Otros dirigentes andaluces, miembros de la dirección federal y presidentes autonómicos creen que si Díaz no da el paso habrá que actuar. “Si ella no reacciona en una semana, tendremos que hacerlo”, asegura un secretario general provincial de peso. “Tenía que haber dimitido el domingo, ¿para qué quiere seguir siendo la secretaria general? Dimitir no es un nombre ruso”, opina un miembro de la ejecutiva regional.

La presión irá a más si Díaz no se va. Y los dirigentes consultados creen que Díaz intenta ganar tiempo. Creen que si se anticipan las elecciones autonómicas a otoño y Espadas no logra recuperar la Junta, ella volverá a la carga. “Sin ningún poder he conseguido 14.000 votos”, dejó caer el domingo tras la derrota.

Espadas pretende hablar con Díaz a final de esta semana. El vencedor de las primarias trabaja en una reorganización del grupo parlamentario y quiere que a partir de la próxima semana esté operativo. La jiennense Ángeles Férriz, coordinadora de la campaña de Espadas, se baraja como portavoz. En ese plan, Díaz no figura como presidenta del grupo y su papel será como el de un diputado más. A muchos les incomoda ver a una expresidenta de la Junta en un escaño esquinero. Ya pasó cuando José Antonio Griñán, antes de ser elegido senador por la comunidad, estuvo en un par de sesiones plenarias.

Espadas tiene previsto integrar en la nueva dirección del grupo a diputados que apoyaron a Díaz y también persigue una transición negociada y no traumática en el PSOE andaluz, con el objetivo de que el 55% que obtuvo en las primarias vaya creciendo. Todo dependerá de la actitud de la expresidenta de la Junta. Espadas va a esa reunión con la mano abierta, pero también con la firme determinación de no aguantar ni un solo pulso a su liderazgo.
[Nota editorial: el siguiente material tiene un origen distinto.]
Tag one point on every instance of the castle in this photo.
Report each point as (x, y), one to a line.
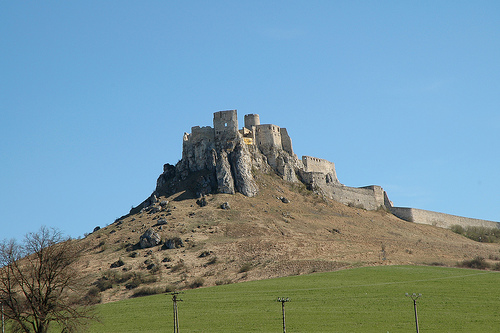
(228, 153)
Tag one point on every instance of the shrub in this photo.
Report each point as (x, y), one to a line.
(138, 279)
(178, 267)
(476, 263)
(198, 282)
(212, 260)
(223, 281)
(146, 291)
(92, 297)
(245, 268)
(118, 263)
(103, 284)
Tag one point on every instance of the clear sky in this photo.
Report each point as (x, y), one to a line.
(96, 95)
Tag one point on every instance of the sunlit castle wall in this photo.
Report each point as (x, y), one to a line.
(225, 123)
(251, 120)
(268, 136)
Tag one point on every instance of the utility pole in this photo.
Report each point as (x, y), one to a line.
(283, 300)
(176, 314)
(414, 298)
(3, 323)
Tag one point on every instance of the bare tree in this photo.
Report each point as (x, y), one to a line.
(39, 284)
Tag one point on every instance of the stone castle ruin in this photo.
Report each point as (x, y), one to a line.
(220, 159)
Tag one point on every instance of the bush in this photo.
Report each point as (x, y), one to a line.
(223, 281)
(198, 282)
(138, 279)
(92, 297)
(103, 283)
(146, 291)
(476, 263)
(178, 267)
(212, 260)
(245, 268)
(118, 263)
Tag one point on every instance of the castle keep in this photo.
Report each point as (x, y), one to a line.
(223, 156)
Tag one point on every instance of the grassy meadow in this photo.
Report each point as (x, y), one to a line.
(368, 299)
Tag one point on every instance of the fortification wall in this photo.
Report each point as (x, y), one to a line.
(225, 123)
(251, 120)
(286, 141)
(437, 219)
(267, 136)
(202, 133)
(369, 198)
(314, 164)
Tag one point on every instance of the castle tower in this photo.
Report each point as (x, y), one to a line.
(225, 123)
(251, 120)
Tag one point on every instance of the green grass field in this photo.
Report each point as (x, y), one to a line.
(370, 299)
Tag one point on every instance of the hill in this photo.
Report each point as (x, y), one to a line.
(283, 230)
(368, 299)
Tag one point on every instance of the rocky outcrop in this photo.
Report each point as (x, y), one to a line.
(149, 239)
(225, 181)
(242, 169)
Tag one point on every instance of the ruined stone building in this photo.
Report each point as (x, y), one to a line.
(221, 158)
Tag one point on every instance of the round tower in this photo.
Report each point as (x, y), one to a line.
(251, 120)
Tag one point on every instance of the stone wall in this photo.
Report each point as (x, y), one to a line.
(286, 141)
(369, 197)
(439, 219)
(225, 123)
(251, 120)
(267, 136)
(202, 133)
(314, 164)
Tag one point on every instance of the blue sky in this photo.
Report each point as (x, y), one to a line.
(96, 95)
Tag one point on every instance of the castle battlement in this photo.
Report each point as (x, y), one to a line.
(318, 174)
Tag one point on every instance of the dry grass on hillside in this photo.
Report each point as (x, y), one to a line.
(260, 238)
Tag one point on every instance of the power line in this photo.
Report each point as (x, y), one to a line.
(414, 298)
(283, 300)
(176, 313)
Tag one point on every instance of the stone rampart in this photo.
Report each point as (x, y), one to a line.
(369, 197)
(267, 136)
(202, 133)
(437, 219)
(314, 164)
(225, 123)
(286, 141)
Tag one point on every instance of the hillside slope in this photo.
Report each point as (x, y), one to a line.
(258, 238)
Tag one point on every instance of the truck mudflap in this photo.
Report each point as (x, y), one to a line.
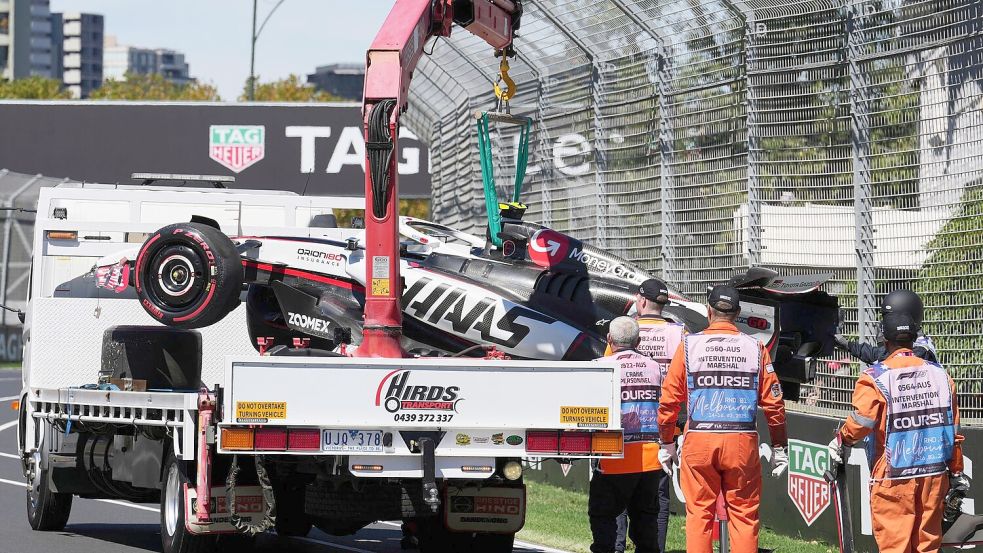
(492, 510)
(249, 506)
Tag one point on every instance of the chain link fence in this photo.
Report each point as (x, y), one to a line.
(700, 138)
(18, 200)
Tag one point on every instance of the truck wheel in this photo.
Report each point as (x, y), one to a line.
(188, 275)
(291, 520)
(47, 511)
(174, 535)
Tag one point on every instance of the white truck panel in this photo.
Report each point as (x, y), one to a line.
(456, 393)
(71, 330)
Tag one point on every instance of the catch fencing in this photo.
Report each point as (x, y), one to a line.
(699, 138)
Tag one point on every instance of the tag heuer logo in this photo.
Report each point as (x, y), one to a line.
(806, 486)
(236, 146)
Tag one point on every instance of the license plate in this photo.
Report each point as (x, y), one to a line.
(351, 440)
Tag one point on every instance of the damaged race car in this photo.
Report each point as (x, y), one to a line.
(542, 295)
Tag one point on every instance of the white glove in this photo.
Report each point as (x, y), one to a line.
(835, 452)
(959, 482)
(779, 461)
(668, 457)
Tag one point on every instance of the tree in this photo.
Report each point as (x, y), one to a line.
(290, 89)
(153, 87)
(33, 88)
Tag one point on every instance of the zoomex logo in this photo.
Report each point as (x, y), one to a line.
(398, 392)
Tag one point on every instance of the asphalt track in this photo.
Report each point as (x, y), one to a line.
(103, 526)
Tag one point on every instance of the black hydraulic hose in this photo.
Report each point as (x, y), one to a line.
(380, 149)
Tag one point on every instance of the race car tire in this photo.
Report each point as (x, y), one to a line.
(188, 275)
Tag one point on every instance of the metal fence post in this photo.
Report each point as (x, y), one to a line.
(8, 228)
(860, 147)
(600, 220)
(600, 160)
(667, 192)
(753, 145)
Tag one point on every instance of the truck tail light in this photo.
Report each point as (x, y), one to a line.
(575, 442)
(238, 438)
(304, 439)
(271, 439)
(62, 235)
(609, 442)
(542, 441)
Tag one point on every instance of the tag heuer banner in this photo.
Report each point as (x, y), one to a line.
(319, 147)
(807, 489)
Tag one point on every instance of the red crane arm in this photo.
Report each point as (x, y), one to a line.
(389, 67)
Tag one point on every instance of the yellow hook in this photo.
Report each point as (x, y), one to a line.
(507, 94)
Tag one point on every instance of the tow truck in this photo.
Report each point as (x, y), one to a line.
(117, 405)
(151, 397)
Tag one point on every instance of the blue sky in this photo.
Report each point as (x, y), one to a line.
(214, 34)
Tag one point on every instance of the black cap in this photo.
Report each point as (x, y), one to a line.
(725, 299)
(900, 327)
(903, 301)
(655, 290)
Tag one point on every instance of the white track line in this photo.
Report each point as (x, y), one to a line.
(303, 539)
(111, 501)
(156, 510)
(522, 544)
(332, 544)
(130, 505)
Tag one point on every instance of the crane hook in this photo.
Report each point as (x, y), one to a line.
(507, 94)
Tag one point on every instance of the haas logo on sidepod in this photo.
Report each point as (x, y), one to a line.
(401, 394)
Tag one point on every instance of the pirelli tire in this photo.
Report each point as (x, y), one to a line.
(188, 275)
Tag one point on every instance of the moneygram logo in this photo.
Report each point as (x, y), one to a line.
(236, 146)
(806, 487)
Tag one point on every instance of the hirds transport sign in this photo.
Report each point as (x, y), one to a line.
(806, 487)
(236, 147)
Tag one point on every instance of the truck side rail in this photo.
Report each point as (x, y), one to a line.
(174, 412)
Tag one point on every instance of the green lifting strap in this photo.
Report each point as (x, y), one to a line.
(488, 168)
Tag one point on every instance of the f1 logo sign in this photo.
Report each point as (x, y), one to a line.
(548, 248)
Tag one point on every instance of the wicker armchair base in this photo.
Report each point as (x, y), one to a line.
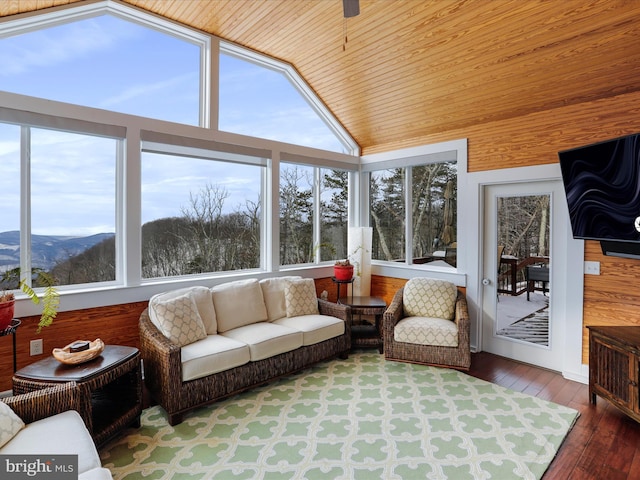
(452, 357)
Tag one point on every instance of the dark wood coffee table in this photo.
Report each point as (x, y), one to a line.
(364, 334)
(113, 380)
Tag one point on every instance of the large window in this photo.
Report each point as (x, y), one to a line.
(200, 215)
(130, 68)
(69, 217)
(387, 208)
(414, 209)
(267, 101)
(311, 196)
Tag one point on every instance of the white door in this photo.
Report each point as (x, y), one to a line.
(522, 221)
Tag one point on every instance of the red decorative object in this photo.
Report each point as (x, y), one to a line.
(6, 313)
(343, 272)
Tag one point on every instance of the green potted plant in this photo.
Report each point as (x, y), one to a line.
(50, 298)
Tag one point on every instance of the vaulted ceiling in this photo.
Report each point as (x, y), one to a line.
(406, 69)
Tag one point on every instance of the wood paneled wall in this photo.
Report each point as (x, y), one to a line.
(612, 298)
(117, 324)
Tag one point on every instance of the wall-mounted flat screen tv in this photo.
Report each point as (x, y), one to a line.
(602, 184)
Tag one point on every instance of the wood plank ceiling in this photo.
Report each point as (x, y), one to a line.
(414, 68)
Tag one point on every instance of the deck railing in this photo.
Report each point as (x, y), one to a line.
(512, 276)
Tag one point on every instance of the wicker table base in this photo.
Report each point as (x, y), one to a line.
(364, 334)
(112, 380)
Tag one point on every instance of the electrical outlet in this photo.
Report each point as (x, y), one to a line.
(592, 268)
(35, 347)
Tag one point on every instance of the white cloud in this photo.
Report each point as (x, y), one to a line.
(145, 90)
(58, 45)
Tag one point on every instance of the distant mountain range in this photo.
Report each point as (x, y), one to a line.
(46, 250)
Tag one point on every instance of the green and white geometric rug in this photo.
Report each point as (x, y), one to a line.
(358, 419)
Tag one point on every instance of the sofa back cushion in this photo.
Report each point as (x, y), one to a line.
(10, 423)
(273, 293)
(300, 297)
(429, 297)
(179, 319)
(238, 303)
(204, 302)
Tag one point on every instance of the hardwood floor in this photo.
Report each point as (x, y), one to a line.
(604, 444)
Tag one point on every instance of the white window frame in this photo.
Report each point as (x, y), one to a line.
(455, 150)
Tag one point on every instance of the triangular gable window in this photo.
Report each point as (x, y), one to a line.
(104, 60)
(264, 98)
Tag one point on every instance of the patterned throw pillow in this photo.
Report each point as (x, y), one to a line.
(179, 320)
(428, 297)
(10, 423)
(300, 297)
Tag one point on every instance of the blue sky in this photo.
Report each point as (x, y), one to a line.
(113, 64)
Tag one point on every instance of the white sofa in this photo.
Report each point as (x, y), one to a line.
(46, 423)
(201, 344)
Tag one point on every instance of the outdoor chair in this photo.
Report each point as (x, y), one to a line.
(427, 322)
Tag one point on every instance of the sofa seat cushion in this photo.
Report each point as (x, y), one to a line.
(39, 437)
(266, 339)
(314, 328)
(426, 331)
(213, 354)
(238, 304)
(10, 423)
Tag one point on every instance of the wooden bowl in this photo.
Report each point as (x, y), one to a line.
(64, 355)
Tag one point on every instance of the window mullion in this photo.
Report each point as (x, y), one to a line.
(408, 214)
(25, 203)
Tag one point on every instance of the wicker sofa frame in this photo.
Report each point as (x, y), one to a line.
(455, 357)
(163, 370)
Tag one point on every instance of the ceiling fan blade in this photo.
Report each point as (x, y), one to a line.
(351, 8)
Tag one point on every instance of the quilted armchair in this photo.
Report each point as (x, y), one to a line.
(428, 322)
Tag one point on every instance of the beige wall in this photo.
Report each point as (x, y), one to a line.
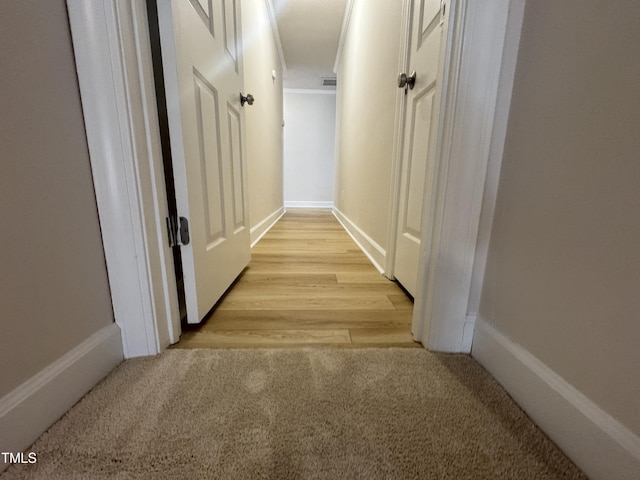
(366, 103)
(53, 279)
(563, 271)
(264, 117)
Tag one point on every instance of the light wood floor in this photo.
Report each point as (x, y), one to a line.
(307, 284)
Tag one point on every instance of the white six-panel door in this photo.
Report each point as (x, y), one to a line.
(428, 30)
(201, 55)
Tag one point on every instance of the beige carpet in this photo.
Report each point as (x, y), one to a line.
(296, 414)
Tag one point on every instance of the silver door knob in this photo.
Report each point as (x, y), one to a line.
(246, 99)
(407, 81)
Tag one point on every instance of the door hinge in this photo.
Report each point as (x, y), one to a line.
(178, 231)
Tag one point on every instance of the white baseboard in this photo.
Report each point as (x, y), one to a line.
(374, 252)
(30, 409)
(467, 332)
(599, 444)
(258, 231)
(301, 204)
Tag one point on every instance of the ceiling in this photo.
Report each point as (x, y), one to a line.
(309, 33)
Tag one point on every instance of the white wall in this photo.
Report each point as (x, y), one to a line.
(309, 148)
(366, 105)
(263, 120)
(560, 302)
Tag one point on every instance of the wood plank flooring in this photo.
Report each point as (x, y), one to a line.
(308, 284)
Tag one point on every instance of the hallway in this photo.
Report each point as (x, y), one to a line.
(307, 284)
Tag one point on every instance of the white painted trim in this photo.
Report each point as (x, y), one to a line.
(258, 231)
(346, 21)
(309, 91)
(113, 61)
(28, 410)
(467, 333)
(475, 55)
(305, 204)
(599, 444)
(496, 149)
(273, 20)
(374, 252)
(398, 142)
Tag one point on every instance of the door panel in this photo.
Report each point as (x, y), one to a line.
(210, 160)
(230, 33)
(206, 124)
(429, 20)
(235, 142)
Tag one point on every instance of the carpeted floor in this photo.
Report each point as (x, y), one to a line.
(296, 414)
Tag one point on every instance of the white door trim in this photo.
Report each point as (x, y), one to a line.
(113, 60)
(398, 142)
(473, 66)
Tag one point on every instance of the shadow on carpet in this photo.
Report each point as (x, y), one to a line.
(297, 414)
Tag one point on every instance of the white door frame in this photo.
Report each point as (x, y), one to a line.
(115, 74)
(451, 260)
(113, 60)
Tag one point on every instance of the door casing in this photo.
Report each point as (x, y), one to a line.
(113, 60)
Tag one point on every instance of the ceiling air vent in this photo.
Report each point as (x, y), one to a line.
(328, 81)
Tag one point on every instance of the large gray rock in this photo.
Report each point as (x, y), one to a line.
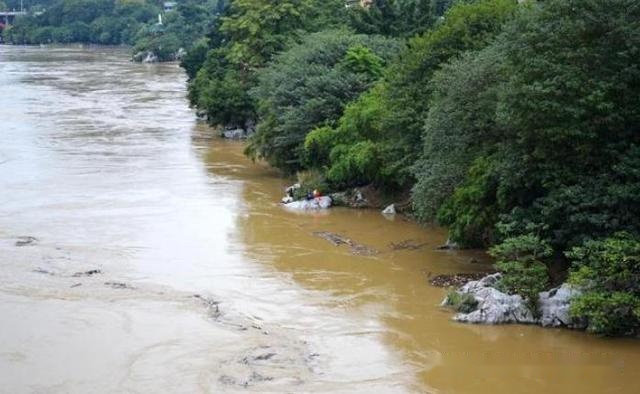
(322, 202)
(554, 307)
(494, 306)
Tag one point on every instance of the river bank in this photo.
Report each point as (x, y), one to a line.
(119, 177)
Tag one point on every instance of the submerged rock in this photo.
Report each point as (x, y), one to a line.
(234, 134)
(26, 241)
(337, 240)
(496, 307)
(322, 202)
(554, 307)
(459, 279)
(449, 245)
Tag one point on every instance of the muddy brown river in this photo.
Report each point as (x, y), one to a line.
(140, 254)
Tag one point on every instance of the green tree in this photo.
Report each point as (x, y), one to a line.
(308, 86)
(608, 273)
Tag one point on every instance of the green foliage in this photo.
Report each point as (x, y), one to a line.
(193, 61)
(461, 302)
(402, 18)
(460, 127)
(257, 29)
(164, 46)
(109, 22)
(221, 91)
(608, 272)
(309, 181)
(248, 37)
(308, 86)
(520, 260)
(362, 60)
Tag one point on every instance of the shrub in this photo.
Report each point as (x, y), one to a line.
(520, 260)
(309, 181)
(608, 271)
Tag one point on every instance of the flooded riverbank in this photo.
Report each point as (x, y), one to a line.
(205, 283)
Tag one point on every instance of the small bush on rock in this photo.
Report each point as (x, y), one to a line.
(461, 302)
(309, 181)
(520, 259)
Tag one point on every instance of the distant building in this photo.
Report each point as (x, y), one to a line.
(169, 6)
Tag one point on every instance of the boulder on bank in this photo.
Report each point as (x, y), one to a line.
(322, 202)
(389, 210)
(495, 307)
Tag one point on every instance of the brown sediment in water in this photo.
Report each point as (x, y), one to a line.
(212, 286)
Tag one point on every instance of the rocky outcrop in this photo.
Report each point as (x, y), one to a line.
(449, 245)
(496, 307)
(234, 134)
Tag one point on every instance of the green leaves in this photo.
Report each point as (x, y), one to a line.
(308, 86)
(521, 262)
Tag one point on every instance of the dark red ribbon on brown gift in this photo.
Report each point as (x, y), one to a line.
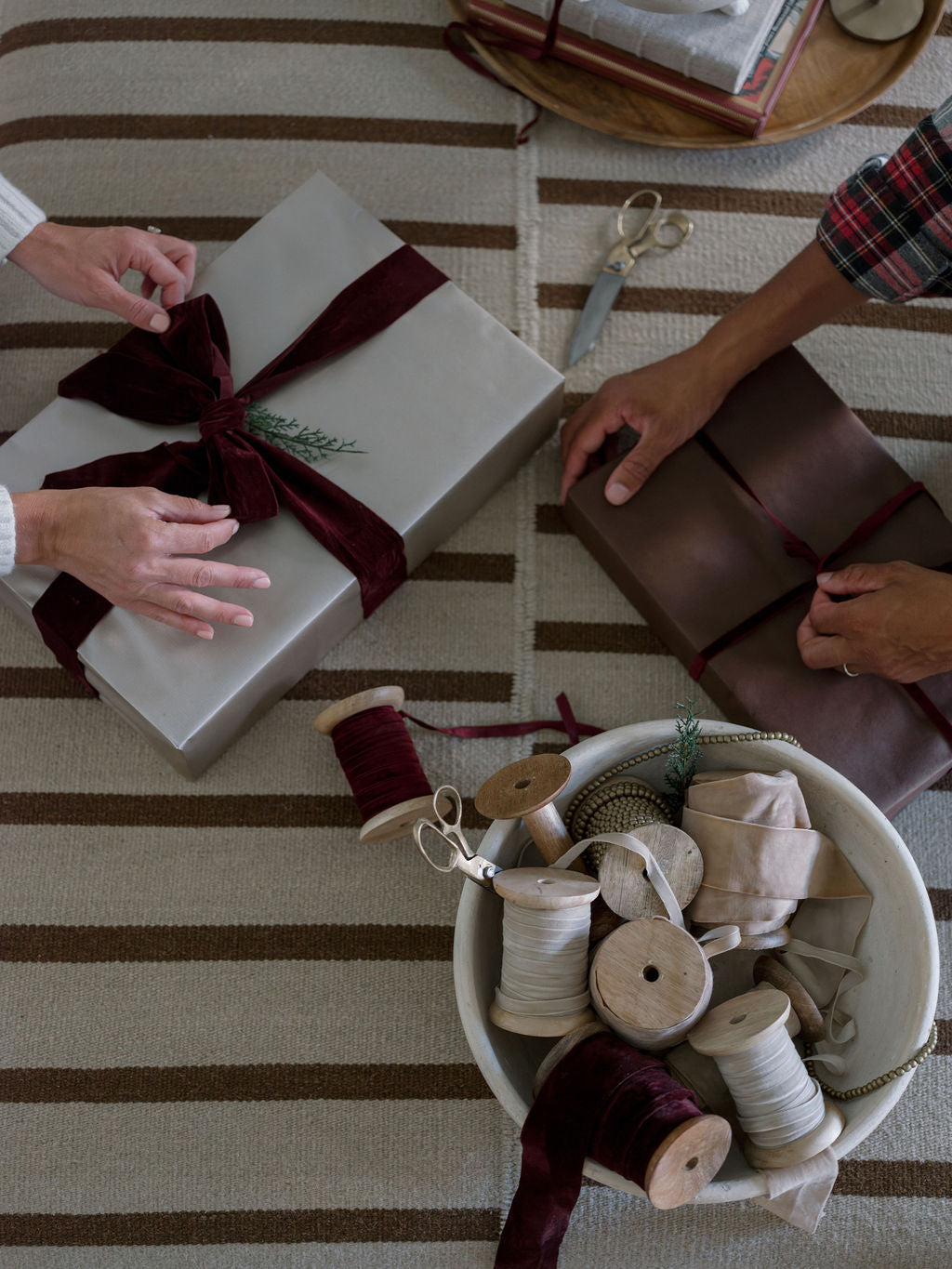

La dificultad para convocar una gestora

La reforma de los estatutos del PSOE en el congreso federal de 2017 impide la opción de una gestora que descabalgue a la gran rival interna de Pedro Sánchez. Para que la haya, Susana Díaz tendría que dimitir. El ejemplo más reciente es la renuncia de José Manuel Franco como secretario de la federación madrileña tras las elecciones del 4-M. El reglamento federal de desarrollo de los estatutos federales establece en su artículo 344 que “únicamente dará lugar a la constitución de una gestora cuando dimita la persona titular de la secretaría general en el ámbito municipal de gran ciudad, comarcal, provincial, insular, regional, de nacionalidad o federal”. El artículo 5 bis de los estatutos regula que la revocación o censura de un secretario general requerirá el 51% de votos del comité federal u órgano equiparable a otro nivel territorial y la aprobación posterior de la militancia en una consulta.